RNN

See Language Model & n-gram for basics of language modeling and shortcomings of non-neural language models.

Table of contents
  1. Fixed-Window Neural Language Model
  2. Recurrent Neural Networks
    1. Word and Word Embedding
    2. Hidden State
    3. Output
  3. Advantages and Disadvantages
    1. Advantages
    2. Disadvantages
  4. Cross-Entropy Loss

Fixed-Window Neural Language Model

Recall that a langauge modeling task takes in a sequence of words and outputs the probability distribution of the next word.

With the same Markov assumption as in n-gram models, we can take a fixed-size window of words (embeddings) as input, put it through a hidden layer, and output the probability with a softmax.

Same stuff, but the only difference is that while it was important for n-gram models to actually see the precise n-gram in the corpus, neural models can generalize better on unseen n-grams.

No sparsity problem as in n-gram models.

It is also more compact than n-gram models because we do not have to store the counts of n-grams.

However, the fixed-size window is still a limitation.


Recurrent Neural Networks

Recurrent Neural Networks (RNNs) can handle sequences of arbitrary length.

RNN

At each position, it takes the word embedding at timestep $t$ and the hidden state at timestep $t-1$ as input.

The same weight $W$ is reused at each step.

Word and Word Embedding

$\boldsymbol{x}^{(t)}$ is the one-hot encoding of the word at timestep $t$.

We will obtain the word embedding $\boldsymbol{e}^{(t)}$ by multiplying $\boldsymbol{x}^{(t)}$ with a word embedding matrix $\boldsymbol{E}$:

$$ \boldsymbol{e}^{(t)} = \boldsymbol{E} \boldsymbol{x}^{(t)} $$

Hidden State

$\boldsymbol{h}^{(0)}$ is the initial hidden state. It is usually initialized to zero.

And at each timestep $t$:

$$ \boldsymbol{h}^{(t)} = \tanh\left( \boldsymbol{W}_h \boldsymbol{h}^{(t-1)} + \boldsymbol{W}_e \boldsymbol{e}^{(t)} + \boldsymbol{b}_h \right) $$

Output

A vector of probabilities over the vocabulary, $\mathbb{R}^{|V|}$:

$$ \hat{\boldsymbol{y}}^{(t)} = \text{softmax}\left( \boldsymbol{W}_y \boldsymbol{h}^{(t)} + \boldsymbol{b}_y \right) $$


Advantages and Disadvantages

Advantages

  • Handle sequences of arbitrary length.
  • Model size doesn’t grow with input length.

Disadvantages

  • Computation is slow.
  • Performance degrades in the long term.

Cross-Entropy Loss

On each step $t$, we output the distribution of the next word $\hat{\boldsymbol{y}}^{(t)}$.
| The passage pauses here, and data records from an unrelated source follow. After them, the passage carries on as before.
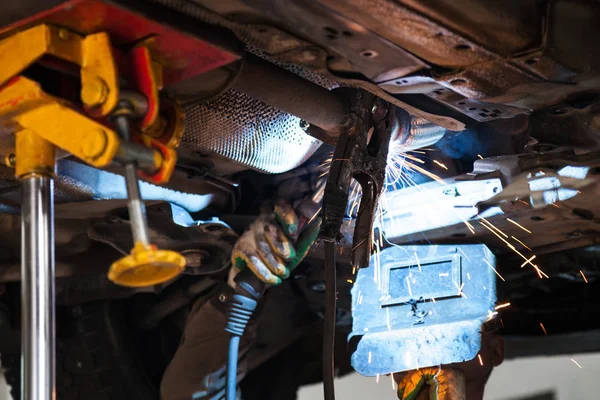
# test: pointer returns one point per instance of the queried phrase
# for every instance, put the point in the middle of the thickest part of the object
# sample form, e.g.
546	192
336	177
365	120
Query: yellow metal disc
146	266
The loss function at step $t$ is the cross-entropy loss. The true distribution is $\boldsymbol{y}^{(t)}$ is the one-hot encoding of the next word $\boldsymbol{x}^{(t+1)}$:

$$ \begin{align*} J^{(t)}(\theta) &= - \sum_{w \in V} y_w^{(t)} \log \hat{y}_w^{(t)} \\[1em] &= - \log \hat{y}_{x^{(t+1)}}^{(t)} \tag{$\boldsymbol{y}^{(t)}$ is one-hot} \end{align*} $$

Total loss is the average of all step losses:

$$ J(\theta) = \frac{1}{T} \sum_{t=1}^T J^{(t)}(\theta) $$